Es gibt Paare, die sind eigentlich getrennt, leben aber weiterhin zusammen, um den Schein zu wahren oder – das betrifft besonders Frauen – den materiellen Wohlstand nicht zu verlieren. Kann das funktionieren?

Das ist auf die Dauer kein gesundes Leben. Die Möglichkeit, dass man dabei depressiv wird oder psychosomatische Erkrankungen erleidet, ist relativ hoch. Weil es keine selbstgewählte Lebensform ist – auch wenn man sich das vielleicht einredet – sondern nur eine erduldete. Da treten dann beispielsweise Kopfschmerzen und Essstörungen auf, meistens als ein „Zu-viel-Essen“. Und eine depressive Entwicklung führt dazu, dass sich jemand noch schlechter trennen kann, es fehlt ihm an Initiative, Mut und Selbstvertrauen, zu gehen.

Gisela Hötker-Ponath

… ist Paar- und Familientherapeutin und Lebensberaterin in Eichenau in Bayern. Sie ist Autorin des Buchs „Trennung ohne Rosenkrieg“ (176 S., 17,95 Euro, Klett-Cotta)

Darf ich mich als Außenstehende in die Beziehung von Freunden einmischen?

Ja, aber es ist eine Frage des Wie. Wenn ich die Position einnehme „Du musst dich trennen“, entsteht im anderen automatisch ein „Ja, aber“. Ich dränge den anderen unwillkürlich dazu, die andere Seite, die des Bleibens, zu übernehmen. Dazu kommt, dass es von außen nicht nur schwierig, sondern auch vermessen ist zu erkennen, ob jetzt gerade wirklich der richtige Zeitpunkt der Trennung ist.

Wie formuliere ich meine Meinung dann also am besten?

Erstens: keine Ratschläge erteilen, wenn sie nicht erfragt werden. Man kann ja erst einmal die Frage stellen: Möchtest du reden, hast du Lust? Das machen wir zu selten. Wir gehen zu oft direkt in dieses Thema, weil es uns selbst bewegt.
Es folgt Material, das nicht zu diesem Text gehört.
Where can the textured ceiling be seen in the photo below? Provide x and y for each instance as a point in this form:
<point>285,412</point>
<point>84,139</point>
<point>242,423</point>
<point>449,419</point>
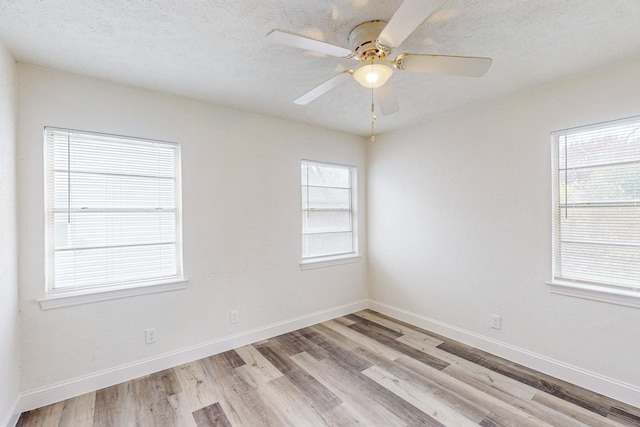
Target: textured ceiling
<point>216,50</point>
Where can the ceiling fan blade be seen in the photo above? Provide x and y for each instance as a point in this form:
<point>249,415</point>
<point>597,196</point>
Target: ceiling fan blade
<point>387,99</point>
<point>409,15</point>
<point>470,66</point>
<point>295,40</point>
<point>325,87</point>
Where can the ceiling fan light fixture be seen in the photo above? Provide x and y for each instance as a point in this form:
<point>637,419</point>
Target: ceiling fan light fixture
<point>373,74</point>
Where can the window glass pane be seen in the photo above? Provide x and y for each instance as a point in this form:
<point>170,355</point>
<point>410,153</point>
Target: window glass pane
<point>327,244</point>
<point>326,198</point>
<point>112,210</point>
<point>92,267</point>
<point>323,222</point>
<point>597,219</point>
<point>327,216</point>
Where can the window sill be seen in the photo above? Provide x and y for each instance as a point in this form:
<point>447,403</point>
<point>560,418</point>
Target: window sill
<point>329,261</point>
<point>626,297</point>
<point>60,299</point>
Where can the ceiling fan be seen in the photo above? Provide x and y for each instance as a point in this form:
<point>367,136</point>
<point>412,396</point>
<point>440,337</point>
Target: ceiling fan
<point>371,43</point>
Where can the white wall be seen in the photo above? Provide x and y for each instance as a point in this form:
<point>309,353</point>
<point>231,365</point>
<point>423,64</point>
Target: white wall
<point>459,214</point>
<point>9,315</point>
<point>241,201</point>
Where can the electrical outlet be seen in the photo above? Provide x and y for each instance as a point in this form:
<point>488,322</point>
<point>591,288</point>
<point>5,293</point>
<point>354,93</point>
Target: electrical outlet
<point>234,316</point>
<point>150,335</point>
<point>495,321</point>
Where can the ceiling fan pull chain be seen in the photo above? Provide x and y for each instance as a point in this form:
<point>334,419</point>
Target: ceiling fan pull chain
<point>373,116</point>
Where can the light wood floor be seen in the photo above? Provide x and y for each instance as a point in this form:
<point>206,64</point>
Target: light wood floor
<point>364,369</point>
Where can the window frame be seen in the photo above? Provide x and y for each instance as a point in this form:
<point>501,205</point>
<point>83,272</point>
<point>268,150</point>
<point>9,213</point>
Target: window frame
<point>55,297</point>
<point>609,292</point>
<point>319,261</point>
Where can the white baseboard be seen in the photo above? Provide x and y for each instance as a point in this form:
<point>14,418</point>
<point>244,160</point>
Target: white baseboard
<point>11,419</point>
<point>624,392</point>
<point>67,389</point>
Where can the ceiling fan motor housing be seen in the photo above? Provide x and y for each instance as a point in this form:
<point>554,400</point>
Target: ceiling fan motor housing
<point>362,40</point>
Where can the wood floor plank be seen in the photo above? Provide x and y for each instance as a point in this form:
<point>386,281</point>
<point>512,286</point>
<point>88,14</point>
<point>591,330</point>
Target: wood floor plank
<point>78,411</point>
<point>276,355</point>
<point>418,397</point>
<point>502,411</point>
<point>363,340</point>
<point>257,363</point>
<point>296,342</point>
<point>363,369</point>
<point>47,416</point>
<point>116,405</point>
<point>152,406</point>
<point>197,385</point>
<point>399,346</point>
<point>342,350</point>
<point>540,381</point>
<point>625,417</point>
<point>291,404</point>
<point>558,405</point>
<point>211,416</point>
<point>182,408</point>
<point>404,331</point>
<point>327,373</point>
<point>243,405</point>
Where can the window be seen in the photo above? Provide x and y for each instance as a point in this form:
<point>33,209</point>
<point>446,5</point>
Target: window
<point>112,210</point>
<point>328,220</point>
<point>597,206</point>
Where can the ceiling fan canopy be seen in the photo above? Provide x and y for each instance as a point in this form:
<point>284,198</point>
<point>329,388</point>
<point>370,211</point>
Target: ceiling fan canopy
<point>371,43</point>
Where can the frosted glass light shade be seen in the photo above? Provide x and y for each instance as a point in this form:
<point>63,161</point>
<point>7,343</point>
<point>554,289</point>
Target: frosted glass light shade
<point>373,75</point>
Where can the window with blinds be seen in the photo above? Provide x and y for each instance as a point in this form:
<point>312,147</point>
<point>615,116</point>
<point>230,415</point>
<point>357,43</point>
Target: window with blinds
<point>327,210</point>
<point>597,204</point>
<point>112,210</point>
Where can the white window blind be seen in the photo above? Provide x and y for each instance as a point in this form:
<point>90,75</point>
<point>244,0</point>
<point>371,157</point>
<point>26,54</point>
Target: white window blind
<point>113,210</point>
<point>327,209</point>
<point>597,204</point>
Wir haben auch ganz klar ein egoistisches Bedürfnis, darüber zu reden. Denn jeder, der in einer Beziehung lebt, hat doch selbst schon mal Trennungsambivalenzen gehabt, will es aber eigentlich nicht wahrhaben und arbeitet an den Themen des anderen dann seine eigene Angst und Problematik mit ab.

Und zweitens?

Zweitens sollte man die Trennung nicht als ultimative Lösung ansprechen, sondern eher „Angenommen, es wäre so“-Fragen stellen. Damit lässt man dem anderen Spielraum, zeigt, dass man weitere Möglichkeiten mitdenkt, und man hilft ihm gleichzeitig, ein Bild von der Zukunft zu entwickeln. Also Fragen wie: Angenommen, du würdest dich trennen, wie würde dein Leben weitergehen? Kennst du Frauen, die sich getrennt haben? Was siehst du positiv bei denen? Wovor hättest du Angst? Oder: Angenommen, du würdest bleiben, wie sähe dein Leben in fünf Jahren aus? Ich kann mich auch vorbereiten, indem ich überlege: Wie würde es mir in so einer Situation gehen? Wie könnte meine Freundin mich ermutigen, darüber zu sprechen?
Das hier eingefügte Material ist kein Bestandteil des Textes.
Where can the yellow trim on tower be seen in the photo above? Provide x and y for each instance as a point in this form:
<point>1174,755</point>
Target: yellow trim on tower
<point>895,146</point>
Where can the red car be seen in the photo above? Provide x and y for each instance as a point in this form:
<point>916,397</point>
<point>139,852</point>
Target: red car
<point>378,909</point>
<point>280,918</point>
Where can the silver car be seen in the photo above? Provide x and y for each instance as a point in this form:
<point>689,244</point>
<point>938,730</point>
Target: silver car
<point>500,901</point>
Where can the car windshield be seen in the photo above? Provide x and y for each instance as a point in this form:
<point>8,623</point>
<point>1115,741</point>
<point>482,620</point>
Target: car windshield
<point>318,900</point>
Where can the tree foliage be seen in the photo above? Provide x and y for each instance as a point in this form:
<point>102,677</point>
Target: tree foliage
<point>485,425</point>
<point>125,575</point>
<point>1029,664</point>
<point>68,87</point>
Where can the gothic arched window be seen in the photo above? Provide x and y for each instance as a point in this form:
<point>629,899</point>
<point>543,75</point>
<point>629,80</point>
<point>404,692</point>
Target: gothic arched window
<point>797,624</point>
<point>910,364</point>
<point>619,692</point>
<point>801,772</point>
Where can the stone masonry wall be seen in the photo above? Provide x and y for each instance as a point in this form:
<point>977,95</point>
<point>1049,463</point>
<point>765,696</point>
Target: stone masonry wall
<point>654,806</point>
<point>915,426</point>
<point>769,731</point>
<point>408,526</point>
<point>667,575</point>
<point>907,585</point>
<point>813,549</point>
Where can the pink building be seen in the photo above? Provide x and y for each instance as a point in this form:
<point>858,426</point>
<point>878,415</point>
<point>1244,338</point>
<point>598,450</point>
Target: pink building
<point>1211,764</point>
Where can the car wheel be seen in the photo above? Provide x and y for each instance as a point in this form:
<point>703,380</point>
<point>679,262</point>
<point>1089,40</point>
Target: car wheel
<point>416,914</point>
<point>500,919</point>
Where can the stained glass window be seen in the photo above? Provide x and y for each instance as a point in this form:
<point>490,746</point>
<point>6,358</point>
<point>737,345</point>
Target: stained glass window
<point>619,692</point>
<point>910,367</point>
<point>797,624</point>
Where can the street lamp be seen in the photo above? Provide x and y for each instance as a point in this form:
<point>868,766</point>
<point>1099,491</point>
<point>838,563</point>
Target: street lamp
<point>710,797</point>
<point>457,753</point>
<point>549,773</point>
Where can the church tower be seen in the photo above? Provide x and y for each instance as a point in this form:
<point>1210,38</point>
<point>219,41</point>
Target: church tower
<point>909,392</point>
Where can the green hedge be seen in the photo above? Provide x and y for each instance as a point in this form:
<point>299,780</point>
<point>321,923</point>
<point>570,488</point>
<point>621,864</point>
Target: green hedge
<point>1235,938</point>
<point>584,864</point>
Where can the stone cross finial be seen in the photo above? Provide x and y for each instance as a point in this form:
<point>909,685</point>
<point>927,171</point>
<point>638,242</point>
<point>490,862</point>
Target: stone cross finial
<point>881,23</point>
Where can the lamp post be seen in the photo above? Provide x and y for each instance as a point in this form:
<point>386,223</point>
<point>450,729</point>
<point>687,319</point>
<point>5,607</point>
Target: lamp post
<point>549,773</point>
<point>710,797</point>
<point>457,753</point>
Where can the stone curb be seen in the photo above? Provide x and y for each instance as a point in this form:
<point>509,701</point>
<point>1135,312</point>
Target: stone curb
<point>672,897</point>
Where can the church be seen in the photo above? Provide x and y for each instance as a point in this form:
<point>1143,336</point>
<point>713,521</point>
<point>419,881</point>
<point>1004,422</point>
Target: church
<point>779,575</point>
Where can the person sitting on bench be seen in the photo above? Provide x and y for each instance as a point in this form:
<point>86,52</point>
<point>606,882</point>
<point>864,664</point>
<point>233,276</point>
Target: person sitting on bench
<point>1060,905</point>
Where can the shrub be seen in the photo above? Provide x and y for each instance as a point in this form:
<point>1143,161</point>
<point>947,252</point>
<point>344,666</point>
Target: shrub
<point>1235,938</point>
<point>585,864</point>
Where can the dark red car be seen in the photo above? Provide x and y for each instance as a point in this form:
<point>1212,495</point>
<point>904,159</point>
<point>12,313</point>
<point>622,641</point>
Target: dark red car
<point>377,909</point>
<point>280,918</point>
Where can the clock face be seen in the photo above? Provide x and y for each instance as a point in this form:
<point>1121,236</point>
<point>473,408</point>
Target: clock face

Ist die engste Freundin die beste Gesprächspartnerin für so eine Situation?

Nicht immer. Sie kann zu nah dran sein und sich mit der Freundin identifizieren. Sie möchte nicht, dass es ihr schlecht geht, und geht damit zu sehr auf eine Seite. Das ist für die Freundin nicht wirklich hilfreich, um zu einer eigenen Entscheidung zu kommen. Natürlich sollte sie mit ihrer Freundin sprechen, aber auch mit der Idee, der Freundin vorzuschlagen, sich woanders Hilfe zu holen, z. B. bei einer Beratungsstelle oder Therapeutin. Denn wenn in einer Freundschaft über einen längeren Zeitraum nur noch über Trennung und Zweifel gesprochen wird, belastet das die Freundschaft.
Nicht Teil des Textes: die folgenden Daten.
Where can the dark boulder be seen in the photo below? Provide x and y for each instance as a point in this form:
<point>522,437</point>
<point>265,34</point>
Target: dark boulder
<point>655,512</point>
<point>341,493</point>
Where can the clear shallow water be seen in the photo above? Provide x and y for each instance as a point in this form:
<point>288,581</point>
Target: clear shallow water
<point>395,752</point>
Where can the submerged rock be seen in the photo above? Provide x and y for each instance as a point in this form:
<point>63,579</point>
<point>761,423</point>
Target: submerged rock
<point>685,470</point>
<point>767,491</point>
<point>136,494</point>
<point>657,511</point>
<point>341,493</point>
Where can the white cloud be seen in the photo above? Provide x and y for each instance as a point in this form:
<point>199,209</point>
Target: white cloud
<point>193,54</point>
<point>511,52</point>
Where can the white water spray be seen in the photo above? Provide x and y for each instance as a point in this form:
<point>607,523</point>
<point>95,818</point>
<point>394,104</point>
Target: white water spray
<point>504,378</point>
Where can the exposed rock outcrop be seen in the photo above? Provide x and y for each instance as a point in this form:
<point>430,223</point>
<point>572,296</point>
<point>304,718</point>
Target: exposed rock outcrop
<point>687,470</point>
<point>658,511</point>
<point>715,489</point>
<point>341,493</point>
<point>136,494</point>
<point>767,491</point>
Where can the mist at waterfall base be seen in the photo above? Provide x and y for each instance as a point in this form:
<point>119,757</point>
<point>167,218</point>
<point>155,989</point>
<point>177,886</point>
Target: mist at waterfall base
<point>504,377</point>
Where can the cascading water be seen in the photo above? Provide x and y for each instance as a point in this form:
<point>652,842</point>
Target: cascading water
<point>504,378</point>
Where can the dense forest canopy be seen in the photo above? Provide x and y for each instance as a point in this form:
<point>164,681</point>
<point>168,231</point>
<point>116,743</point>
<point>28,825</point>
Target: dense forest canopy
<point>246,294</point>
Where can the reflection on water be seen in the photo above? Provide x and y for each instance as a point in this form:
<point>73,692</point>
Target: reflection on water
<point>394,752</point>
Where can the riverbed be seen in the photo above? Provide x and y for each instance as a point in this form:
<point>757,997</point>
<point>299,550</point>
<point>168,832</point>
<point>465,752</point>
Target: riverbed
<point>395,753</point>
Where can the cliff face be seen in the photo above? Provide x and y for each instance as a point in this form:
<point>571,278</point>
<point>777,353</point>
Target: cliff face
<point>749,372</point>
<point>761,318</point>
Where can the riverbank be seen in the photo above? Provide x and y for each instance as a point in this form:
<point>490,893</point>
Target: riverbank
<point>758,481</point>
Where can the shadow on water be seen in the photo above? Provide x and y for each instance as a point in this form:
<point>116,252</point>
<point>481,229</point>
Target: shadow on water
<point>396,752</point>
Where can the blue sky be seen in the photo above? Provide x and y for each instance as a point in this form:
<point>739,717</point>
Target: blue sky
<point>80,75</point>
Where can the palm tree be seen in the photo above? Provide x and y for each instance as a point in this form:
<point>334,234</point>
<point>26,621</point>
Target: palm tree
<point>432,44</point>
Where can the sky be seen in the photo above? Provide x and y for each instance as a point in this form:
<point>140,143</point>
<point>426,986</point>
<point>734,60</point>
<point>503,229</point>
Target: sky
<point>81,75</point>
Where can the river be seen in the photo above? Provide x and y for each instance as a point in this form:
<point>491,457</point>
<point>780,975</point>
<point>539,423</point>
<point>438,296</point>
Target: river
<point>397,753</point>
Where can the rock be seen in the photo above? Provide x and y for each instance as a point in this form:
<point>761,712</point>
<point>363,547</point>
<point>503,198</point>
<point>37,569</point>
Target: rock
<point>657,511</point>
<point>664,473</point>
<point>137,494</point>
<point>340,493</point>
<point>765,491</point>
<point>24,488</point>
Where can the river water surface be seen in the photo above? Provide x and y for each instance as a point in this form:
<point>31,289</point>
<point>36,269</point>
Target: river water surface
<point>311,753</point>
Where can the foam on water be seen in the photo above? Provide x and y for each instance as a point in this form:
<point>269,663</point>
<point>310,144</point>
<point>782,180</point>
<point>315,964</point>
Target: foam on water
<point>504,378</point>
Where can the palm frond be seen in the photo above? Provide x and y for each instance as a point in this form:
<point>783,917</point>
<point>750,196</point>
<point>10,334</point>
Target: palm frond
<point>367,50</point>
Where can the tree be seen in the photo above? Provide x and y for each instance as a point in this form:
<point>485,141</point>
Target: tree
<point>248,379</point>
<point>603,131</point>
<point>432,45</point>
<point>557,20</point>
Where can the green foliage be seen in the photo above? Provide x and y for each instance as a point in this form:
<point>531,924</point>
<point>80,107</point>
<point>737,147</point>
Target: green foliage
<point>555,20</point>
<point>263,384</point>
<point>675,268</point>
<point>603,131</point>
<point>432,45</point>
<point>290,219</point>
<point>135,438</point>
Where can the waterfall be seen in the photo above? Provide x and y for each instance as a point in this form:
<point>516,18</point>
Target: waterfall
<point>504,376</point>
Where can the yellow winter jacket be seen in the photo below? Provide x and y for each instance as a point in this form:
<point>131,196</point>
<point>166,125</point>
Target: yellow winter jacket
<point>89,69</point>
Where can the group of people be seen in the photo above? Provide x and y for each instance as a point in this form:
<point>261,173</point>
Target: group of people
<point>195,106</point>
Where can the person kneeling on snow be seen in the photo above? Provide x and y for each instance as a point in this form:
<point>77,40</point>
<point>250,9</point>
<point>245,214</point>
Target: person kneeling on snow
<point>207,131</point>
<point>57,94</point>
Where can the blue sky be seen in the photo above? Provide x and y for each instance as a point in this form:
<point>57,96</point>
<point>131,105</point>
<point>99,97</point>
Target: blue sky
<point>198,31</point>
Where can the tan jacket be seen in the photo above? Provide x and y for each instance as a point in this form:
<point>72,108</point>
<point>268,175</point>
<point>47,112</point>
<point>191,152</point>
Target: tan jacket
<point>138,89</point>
Ist Schweigen die bessere Lösung, um die Freundschaft nicht zu gefährden?

Schweigen sagt eher etwas über uns selbst aus. Vielleicht schweigen wir, weil wir fürchten, in so einem Gespräch könnte bei uns selber etwas hochgehen an Unzufriedenheit in der eigenen Beziehung. Wir haben Angst, dass wir bei uns und unserer Partnerschaft plötzlich auch klarer hinsehen müssen.

Ich habe der Freundin gesagt, sie sollte sich besser von diesem Mann trennen, aber die beiden bleiben schließlich doch zusammen. Was bedeutet das für unsere Freundschaft?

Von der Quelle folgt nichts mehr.